A quinta-feira (04) foi de muita reunião no Palácio do Planalto. Ao longo do dia, o presidente Jair Bolsonaro recebeu, junto com ministro da casa civil, Onyx Lorenzoni, presidentes de seis partidos para discutir e pedir apoio ao texto da Reforma da Previdência.
O Primeiro da lista foi o deputado Marcos Pereira, presidente nacional do PRB, junto com membros da legenda, mas eles saíram sem falar com a imprensa.
Logo depois, foi a vez do presidente do PSD, Gilberto Kassab. Após o encontro de uma hora, Kassab relatou que o partido não vai fechar questão entre os parlamentares pela reforma, mas que está com boa vontade e disposição para aprovar a proposta.

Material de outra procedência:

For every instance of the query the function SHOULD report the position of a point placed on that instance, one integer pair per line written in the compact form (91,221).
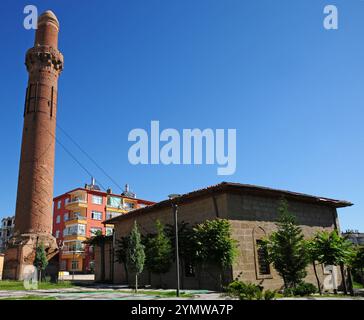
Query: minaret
(33,216)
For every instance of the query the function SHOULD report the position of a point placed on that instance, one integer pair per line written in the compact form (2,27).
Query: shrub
(269,295)
(302,289)
(245,291)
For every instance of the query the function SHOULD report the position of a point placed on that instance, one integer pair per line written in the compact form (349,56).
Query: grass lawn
(18,285)
(30,297)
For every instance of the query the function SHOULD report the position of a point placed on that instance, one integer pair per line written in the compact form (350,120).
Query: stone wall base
(21,252)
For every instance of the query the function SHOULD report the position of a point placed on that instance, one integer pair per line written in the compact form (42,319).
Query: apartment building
(78,215)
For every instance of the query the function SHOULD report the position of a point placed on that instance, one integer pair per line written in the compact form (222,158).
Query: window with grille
(262,255)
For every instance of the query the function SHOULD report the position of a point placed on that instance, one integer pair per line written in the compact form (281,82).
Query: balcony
(74,235)
(78,200)
(76,219)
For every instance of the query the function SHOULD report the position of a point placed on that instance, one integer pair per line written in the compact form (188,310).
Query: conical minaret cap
(48,16)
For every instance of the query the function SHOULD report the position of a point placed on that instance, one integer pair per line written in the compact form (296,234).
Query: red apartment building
(78,215)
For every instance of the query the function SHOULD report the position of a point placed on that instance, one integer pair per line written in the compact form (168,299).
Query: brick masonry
(33,217)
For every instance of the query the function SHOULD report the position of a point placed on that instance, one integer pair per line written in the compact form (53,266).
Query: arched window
(262,266)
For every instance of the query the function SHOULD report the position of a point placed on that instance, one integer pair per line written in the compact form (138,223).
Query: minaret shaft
(33,215)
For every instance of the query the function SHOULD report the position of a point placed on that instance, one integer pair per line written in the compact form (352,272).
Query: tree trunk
(317,278)
(126,273)
(136,282)
(351,289)
(343,278)
(102,251)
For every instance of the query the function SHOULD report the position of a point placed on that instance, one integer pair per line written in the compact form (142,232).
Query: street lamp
(175,209)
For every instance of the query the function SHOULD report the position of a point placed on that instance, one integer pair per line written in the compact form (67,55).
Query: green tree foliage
(120,253)
(358,264)
(158,249)
(186,245)
(214,243)
(332,249)
(286,248)
(135,255)
(40,260)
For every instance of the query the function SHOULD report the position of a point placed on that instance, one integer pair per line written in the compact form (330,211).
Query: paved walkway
(83,293)
(119,292)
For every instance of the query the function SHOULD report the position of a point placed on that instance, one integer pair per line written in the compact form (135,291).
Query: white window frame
(93,230)
(98,212)
(96,199)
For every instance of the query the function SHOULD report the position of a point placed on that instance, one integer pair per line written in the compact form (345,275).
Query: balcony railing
(77,200)
(80,217)
(74,233)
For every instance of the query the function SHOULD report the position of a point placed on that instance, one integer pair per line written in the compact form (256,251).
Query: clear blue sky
(293,90)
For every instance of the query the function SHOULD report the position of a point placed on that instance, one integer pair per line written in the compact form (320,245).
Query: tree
(159,252)
(187,247)
(40,260)
(121,252)
(358,263)
(99,240)
(286,248)
(215,245)
(332,249)
(135,255)
(313,254)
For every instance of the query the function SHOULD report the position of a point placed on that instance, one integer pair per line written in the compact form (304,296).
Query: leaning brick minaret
(33,216)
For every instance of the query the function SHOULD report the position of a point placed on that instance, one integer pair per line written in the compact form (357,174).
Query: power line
(74,157)
(89,157)
(78,162)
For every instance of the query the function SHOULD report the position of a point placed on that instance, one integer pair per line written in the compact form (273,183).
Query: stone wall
(251,217)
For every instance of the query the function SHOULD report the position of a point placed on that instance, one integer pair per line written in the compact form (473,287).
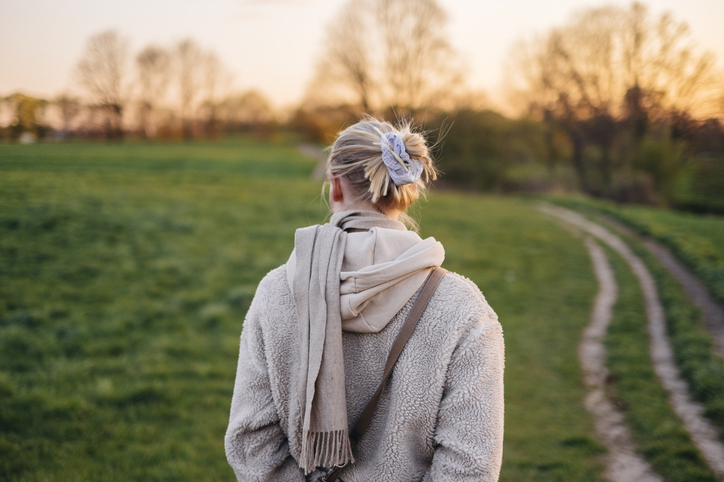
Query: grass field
(659,434)
(697,240)
(126,270)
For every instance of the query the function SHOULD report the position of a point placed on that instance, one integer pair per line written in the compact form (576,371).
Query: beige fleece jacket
(440,417)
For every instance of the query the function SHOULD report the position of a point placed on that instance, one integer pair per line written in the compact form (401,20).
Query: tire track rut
(702,432)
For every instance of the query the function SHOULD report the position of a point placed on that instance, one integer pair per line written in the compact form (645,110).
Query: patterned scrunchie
(402,169)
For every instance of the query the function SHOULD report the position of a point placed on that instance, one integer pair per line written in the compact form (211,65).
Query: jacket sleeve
(256,447)
(469,432)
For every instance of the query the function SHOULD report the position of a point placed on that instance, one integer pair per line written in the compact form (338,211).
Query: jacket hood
(382,269)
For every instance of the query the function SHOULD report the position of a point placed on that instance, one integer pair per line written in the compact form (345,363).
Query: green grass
(539,280)
(657,431)
(692,344)
(697,240)
(126,270)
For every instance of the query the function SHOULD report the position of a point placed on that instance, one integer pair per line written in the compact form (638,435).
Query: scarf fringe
(325,449)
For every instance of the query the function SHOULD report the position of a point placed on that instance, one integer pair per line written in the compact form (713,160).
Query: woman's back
(440,415)
(317,335)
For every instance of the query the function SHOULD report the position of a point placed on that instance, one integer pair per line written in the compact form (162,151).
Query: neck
(365,206)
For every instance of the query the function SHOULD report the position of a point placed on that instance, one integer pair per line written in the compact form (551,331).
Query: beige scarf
(315,272)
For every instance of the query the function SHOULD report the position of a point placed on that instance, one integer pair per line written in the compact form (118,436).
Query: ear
(336,190)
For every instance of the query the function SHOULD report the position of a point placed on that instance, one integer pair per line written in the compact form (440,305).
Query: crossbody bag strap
(428,288)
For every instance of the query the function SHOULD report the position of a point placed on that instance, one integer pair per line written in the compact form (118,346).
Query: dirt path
(702,432)
(622,462)
(712,313)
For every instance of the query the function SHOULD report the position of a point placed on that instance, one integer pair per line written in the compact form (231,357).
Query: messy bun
(356,155)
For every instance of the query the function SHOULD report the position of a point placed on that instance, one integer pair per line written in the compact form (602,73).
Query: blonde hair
(356,155)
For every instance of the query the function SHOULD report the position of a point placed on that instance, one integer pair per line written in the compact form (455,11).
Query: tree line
(617,102)
(179,91)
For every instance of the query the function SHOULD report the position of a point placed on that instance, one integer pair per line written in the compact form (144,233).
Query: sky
(272,45)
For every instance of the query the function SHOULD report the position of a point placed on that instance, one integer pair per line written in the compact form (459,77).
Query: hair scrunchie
(403,170)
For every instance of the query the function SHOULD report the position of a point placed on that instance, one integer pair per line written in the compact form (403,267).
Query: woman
(317,336)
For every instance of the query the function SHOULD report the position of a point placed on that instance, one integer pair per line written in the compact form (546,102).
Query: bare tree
(216,80)
(610,68)
(153,65)
(69,109)
(418,70)
(188,58)
(102,73)
(389,54)
(347,61)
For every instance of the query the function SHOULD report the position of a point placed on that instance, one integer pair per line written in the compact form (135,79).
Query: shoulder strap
(428,288)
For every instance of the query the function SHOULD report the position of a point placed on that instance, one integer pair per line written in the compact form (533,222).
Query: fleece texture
(440,417)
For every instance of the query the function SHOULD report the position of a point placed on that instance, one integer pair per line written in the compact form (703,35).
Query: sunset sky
(272,45)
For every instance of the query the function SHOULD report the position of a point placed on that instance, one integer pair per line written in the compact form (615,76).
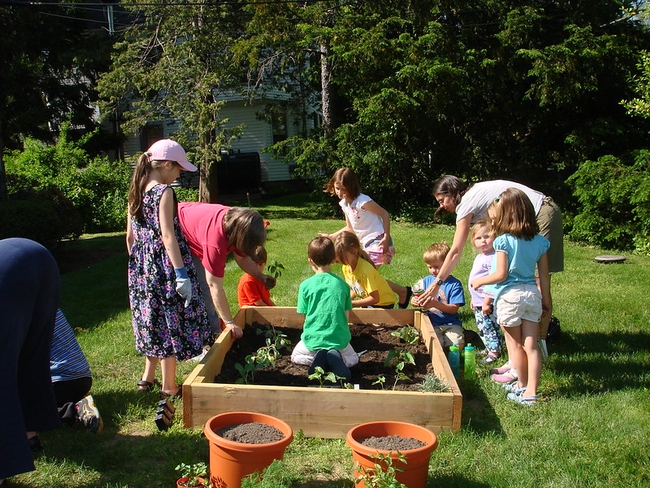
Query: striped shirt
(67,361)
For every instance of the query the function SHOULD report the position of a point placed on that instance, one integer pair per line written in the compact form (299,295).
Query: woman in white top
(470,203)
(369,221)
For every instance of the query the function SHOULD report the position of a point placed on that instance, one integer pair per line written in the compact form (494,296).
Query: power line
(25,3)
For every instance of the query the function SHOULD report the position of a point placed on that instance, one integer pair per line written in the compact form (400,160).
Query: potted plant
(232,460)
(410,466)
(192,475)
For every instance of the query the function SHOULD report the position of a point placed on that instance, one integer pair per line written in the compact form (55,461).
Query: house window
(149,135)
(279,124)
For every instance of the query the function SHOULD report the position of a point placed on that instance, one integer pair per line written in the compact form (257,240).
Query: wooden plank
(323,412)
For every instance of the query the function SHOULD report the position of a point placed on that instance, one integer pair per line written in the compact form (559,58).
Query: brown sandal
(145,386)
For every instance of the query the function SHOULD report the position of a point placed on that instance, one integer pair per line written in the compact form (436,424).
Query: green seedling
(381,380)
(408,334)
(383,474)
(321,376)
(275,269)
(247,370)
(398,359)
(196,474)
(431,383)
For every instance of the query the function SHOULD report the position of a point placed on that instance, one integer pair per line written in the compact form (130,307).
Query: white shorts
(302,355)
(517,303)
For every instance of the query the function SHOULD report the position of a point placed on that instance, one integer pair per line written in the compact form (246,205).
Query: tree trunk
(3,173)
(326,91)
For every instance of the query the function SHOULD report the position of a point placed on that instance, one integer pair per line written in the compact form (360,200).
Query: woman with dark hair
(470,203)
(29,298)
(213,231)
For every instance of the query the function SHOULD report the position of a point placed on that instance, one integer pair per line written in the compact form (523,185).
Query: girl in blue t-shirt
(519,302)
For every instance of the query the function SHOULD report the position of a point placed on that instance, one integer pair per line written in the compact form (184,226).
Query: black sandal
(144,386)
(35,444)
(179,393)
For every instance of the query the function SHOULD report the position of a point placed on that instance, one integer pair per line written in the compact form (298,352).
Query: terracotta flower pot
(414,474)
(231,461)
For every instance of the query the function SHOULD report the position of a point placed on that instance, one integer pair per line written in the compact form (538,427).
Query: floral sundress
(162,325)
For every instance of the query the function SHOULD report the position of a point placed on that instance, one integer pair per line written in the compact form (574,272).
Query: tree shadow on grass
(598,362)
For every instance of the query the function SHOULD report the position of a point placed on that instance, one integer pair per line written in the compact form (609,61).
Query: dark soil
(392,443)
(376,339)
(251,433)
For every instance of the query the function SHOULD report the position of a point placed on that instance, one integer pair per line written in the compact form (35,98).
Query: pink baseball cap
(168,150)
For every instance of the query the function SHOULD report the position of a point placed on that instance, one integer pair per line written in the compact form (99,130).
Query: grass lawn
(592,428)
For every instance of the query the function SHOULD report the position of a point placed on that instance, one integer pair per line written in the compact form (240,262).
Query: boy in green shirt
(324,299)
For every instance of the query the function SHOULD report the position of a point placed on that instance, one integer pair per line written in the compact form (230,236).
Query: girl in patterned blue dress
(169,319)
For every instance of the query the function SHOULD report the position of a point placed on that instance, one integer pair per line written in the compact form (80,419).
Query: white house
(239,160)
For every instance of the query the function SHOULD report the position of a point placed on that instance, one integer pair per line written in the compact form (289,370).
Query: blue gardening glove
(183,285)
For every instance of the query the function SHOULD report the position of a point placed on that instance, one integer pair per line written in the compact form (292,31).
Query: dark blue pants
(29,298)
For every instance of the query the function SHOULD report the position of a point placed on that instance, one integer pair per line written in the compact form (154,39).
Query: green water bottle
(454,360)
(470,362)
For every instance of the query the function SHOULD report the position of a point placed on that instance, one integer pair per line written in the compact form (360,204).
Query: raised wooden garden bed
(322,412)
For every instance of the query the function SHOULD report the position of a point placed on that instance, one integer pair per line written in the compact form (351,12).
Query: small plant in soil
(275,269)
(381,381)
(398,359)
(321,376)
(383,474)
(431,383)
(247,370)
(274,337)
(196,474)
(408,334)
(264,356)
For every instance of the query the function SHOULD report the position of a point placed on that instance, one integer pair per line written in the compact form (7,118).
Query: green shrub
(614,201)
(32,219)
(32,199)
(187,194)
(96,188)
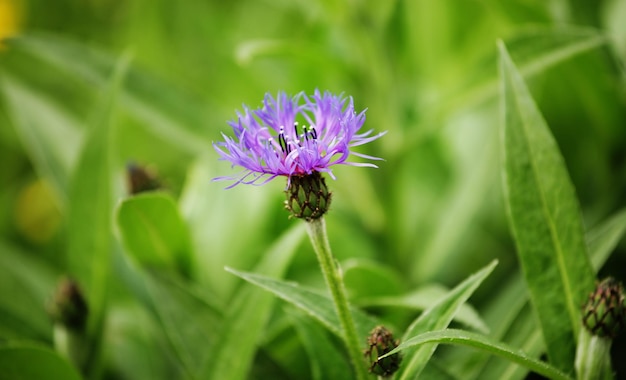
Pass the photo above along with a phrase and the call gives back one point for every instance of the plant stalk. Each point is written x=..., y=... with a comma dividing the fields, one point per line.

Fechar questão é quando todos os parlamentares de determinado partido são obrigados a votar de acordo com orientação da liderança da legenda; caso contrário, podem sofrer retaliações.
Também presente no encontro, o líder do PSD no Senado, Otto Alencar, que disse que os parlamentares do partido já adiantaram que não concordam com pontos como o BPC, o Benefício de Prestação Continuada, a aposentadoria rural e o regime de capitalização. O líder ainda apontou que o presidente e o ministro Onyx concordaram com seu ponto de vista.
O Presidente nacional do PSDB, Geraldo Alckmin, também se encontrou com Jair Bolsonaro. Ao sair, deixou claro que o partido é independente do governo, mas que vai fazer o possível para apoiar a aprovação da Reforma da Previdência. Alckmin citou pontos de que discorda no projeto mesmo defendendo a aprovação e disse que não há oferta de cargos como moeda de troca por apoio.
Bolsonaro também se reuniu com Ronaldo Caiado, governador de Goiás e o presidente nacional do DEM, ACM Neto. Ao deixar o encontro, ACM defendeu a aprovação da reforma com urgência.
O presidente do MDB, senador Romero Jucá, disse que também apoia reforma, mas quer mudanças no texto.
Os encontros ocorrem a menos de uma semana para a leitura do relatório final da Comissão de Constituição e Justiça na Câmara. O relator da proposta, deputado Marcelo Freitas, do PSL, afirmou que tem certeza que o relatório sobre o texto será aprovado na CCJ e o que o parecer será curto, terá de 20 a 25 páginas.